News on June 12th, Debian is one of the oldest GNU/Linux distributions. This operating system focuses on stability and does not pursue high-speed iteration, so it released a new version A slew of new features will be revealed very early on. The Debian project has announced that it will bring RISC-V 64-bit support in the future Debian 13 "Trixie".
In an update email shared by the Debian release team a few days ago, Debian developer Jonathan Wiltshire revealed the current situation of Debian under the RISC-V architecture: "Although the RISC-V 64-bit port has made good progress before, in the end It has not been implemented in Debian 12. In the future, this feature is expected to be further improved in Debian 13, and official RISC-V support will be provided later."

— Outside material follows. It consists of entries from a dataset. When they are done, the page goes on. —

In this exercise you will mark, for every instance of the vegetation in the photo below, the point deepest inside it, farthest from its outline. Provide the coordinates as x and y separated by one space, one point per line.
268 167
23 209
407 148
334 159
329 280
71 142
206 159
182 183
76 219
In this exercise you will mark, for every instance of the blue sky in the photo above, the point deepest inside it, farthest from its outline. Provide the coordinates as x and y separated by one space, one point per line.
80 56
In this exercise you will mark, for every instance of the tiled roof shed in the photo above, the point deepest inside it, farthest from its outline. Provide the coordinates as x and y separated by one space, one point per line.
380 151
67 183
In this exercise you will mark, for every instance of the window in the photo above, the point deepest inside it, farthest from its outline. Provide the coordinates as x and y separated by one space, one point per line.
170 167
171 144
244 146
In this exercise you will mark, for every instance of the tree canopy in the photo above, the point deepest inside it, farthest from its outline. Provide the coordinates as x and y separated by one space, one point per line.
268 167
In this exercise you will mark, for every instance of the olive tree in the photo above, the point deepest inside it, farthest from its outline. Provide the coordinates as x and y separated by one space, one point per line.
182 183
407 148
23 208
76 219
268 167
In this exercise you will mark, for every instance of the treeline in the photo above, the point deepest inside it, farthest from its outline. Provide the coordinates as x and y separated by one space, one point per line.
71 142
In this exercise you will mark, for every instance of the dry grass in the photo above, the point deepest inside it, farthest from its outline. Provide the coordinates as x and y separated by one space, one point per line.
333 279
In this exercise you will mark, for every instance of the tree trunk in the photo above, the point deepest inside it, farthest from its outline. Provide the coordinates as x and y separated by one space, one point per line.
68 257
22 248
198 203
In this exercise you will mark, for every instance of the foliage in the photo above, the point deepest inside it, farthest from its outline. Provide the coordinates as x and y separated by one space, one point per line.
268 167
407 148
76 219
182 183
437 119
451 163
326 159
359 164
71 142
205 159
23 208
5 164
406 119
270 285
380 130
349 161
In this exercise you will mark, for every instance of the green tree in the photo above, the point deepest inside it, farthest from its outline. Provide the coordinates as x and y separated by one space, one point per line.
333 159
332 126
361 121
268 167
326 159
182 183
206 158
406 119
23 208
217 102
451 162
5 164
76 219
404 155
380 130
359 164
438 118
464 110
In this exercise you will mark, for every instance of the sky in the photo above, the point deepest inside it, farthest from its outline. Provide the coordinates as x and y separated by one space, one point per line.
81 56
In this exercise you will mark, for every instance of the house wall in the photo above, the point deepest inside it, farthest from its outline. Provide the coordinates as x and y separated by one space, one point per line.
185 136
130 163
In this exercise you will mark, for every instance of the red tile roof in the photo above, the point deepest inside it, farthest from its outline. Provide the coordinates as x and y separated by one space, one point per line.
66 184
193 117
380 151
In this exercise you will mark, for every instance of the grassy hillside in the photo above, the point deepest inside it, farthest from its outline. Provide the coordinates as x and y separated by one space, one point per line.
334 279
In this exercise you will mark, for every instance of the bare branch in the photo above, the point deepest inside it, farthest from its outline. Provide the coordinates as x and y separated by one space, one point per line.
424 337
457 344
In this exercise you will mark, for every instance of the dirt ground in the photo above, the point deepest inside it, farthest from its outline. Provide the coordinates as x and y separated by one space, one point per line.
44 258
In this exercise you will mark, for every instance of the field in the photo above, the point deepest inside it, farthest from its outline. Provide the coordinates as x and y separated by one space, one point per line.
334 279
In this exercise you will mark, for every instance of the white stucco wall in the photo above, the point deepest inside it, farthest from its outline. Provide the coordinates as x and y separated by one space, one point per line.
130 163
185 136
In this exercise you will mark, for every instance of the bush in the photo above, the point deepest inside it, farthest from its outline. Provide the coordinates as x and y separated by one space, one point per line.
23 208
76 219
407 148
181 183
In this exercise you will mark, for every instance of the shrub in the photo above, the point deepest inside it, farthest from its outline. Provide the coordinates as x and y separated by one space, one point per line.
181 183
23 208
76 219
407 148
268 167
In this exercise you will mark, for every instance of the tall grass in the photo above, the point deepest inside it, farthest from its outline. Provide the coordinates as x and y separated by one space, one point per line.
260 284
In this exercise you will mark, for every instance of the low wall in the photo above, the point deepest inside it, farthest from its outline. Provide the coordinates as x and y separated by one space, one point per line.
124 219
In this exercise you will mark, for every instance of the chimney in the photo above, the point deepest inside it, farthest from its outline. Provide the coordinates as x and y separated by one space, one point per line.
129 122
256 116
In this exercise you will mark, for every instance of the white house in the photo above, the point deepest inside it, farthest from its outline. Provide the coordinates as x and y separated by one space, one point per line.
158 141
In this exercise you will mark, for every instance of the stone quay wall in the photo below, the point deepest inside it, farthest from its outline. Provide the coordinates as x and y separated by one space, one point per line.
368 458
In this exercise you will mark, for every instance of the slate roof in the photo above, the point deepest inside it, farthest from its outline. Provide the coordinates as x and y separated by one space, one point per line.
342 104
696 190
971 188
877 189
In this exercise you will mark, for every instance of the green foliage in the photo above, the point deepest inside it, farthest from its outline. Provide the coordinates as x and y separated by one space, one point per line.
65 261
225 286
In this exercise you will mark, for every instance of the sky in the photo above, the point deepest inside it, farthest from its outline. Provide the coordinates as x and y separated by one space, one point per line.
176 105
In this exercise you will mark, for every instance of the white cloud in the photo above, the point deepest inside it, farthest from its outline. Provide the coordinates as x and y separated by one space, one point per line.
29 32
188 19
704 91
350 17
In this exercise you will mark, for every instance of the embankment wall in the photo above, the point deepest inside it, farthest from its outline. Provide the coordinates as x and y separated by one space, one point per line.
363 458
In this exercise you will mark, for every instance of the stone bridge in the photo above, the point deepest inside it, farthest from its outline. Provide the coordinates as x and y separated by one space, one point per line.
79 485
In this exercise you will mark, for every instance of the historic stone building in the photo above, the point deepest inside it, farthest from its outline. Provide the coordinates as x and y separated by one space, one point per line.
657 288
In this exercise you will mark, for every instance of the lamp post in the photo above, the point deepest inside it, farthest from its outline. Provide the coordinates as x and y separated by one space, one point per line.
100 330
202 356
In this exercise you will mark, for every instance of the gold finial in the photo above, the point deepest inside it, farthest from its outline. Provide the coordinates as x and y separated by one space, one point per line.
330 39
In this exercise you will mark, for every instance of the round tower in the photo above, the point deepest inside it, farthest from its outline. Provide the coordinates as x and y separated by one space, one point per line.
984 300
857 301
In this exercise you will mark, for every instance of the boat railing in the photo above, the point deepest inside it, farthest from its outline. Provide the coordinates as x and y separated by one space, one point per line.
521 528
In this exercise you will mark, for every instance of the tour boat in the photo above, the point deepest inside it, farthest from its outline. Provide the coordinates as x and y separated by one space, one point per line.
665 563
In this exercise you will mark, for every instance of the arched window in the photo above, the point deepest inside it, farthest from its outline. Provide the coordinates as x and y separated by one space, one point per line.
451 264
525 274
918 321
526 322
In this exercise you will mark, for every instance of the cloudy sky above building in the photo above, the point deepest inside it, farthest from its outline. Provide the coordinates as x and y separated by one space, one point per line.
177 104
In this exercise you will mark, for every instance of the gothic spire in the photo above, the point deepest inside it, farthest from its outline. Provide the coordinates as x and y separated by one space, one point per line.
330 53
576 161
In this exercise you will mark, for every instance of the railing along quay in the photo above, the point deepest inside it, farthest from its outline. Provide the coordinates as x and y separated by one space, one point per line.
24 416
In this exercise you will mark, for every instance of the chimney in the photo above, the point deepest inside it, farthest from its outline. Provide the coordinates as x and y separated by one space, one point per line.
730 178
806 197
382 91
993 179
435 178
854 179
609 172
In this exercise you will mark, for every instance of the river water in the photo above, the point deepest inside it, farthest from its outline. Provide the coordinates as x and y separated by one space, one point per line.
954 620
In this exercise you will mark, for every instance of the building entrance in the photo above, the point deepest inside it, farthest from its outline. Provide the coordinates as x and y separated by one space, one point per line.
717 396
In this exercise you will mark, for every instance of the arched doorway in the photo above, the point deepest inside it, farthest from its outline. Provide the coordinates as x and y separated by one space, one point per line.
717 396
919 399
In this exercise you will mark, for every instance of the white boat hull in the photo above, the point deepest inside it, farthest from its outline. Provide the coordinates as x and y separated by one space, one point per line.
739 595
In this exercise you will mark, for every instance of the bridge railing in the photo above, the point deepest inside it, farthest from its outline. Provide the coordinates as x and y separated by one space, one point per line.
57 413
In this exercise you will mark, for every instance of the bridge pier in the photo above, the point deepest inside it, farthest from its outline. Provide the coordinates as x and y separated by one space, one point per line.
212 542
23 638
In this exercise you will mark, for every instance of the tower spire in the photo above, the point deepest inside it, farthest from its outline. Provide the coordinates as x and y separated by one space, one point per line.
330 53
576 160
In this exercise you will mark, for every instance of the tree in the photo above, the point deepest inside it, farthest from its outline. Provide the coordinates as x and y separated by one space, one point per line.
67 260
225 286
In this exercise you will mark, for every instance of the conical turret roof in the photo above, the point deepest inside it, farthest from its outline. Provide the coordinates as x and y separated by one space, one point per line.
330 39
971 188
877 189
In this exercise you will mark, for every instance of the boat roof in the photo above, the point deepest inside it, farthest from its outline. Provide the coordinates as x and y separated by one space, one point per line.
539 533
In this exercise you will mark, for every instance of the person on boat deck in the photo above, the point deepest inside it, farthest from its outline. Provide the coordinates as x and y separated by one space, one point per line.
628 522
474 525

IT House learned after inquiry that the currently released Debian 12 supports nine Architecture: AMD64, AArch64, ARMEL, ARMHF, i386, MIPS, 64-bit MIPS, POWER and IBM System Z. There is no official ported RISC-V 64-bit architecture.
The new architecture identification of Debian 13 "Trixie" needs to be carried out in the later stage of the Debian Trixie cycle. This work is expected to officially start with the Debian 13 Beta version one and a half to two years later, so by the end of the RISC -V It will take a long time for the 64-bit architecture to be implemented.
RISC-V is an emerging open source instruction set architecture. It has shipped more than 10 billion cores and is mainly active in low-power embedded devices with lower performance. The RISC-V instruction set is "free to use for any purpose" and anyone is free to design, manufacture and sell RISC-V chips and software.